What happens if you never remember to re-enable that disabled job? How long will it go unnoticed? How big of a problem will it cause? I accidentally left a transaction log backup job disabled in Production once–I noticed when the drive filled up and things ground to a halt. Oops.

You should probably have some sort of monitoring for when jobs are disabled–but that’s a whole other post.

The answer is so obvious, it took me years to think of it: Just change the start date to tomorrow. No, it’s not perfect–far from it. But at least I have a safety net!  The job won’t be disabled forever.
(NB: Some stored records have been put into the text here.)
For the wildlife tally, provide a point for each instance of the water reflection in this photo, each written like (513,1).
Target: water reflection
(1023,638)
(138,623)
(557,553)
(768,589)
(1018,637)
Going without transaction log backups for 12 hours could be a huge problem: I could still fill a drive, I’m not meeting my RPO, I’m affecting log shipping…

Not all jobs are that critical (or run so frequently). For most of my jobs, resuming the normal schedule at midnight would save me getting paged at 3am.

What I’m trying to say is: Everyone screws up eventually, so do everything you can to make your failures hurt less. 

1 Comment

  1. Nice advice but I go a bit further and note down all my changes and for things like this mark it in a calendar with reminder as well. Part of it is to satisfy audit, my boss knows I will go out of my way to reduce his annual headaches with audit reporting, especially with SOX systems. One of the benefits is that any soul-draining jobs from audit that get farmed out to my area will go to me last.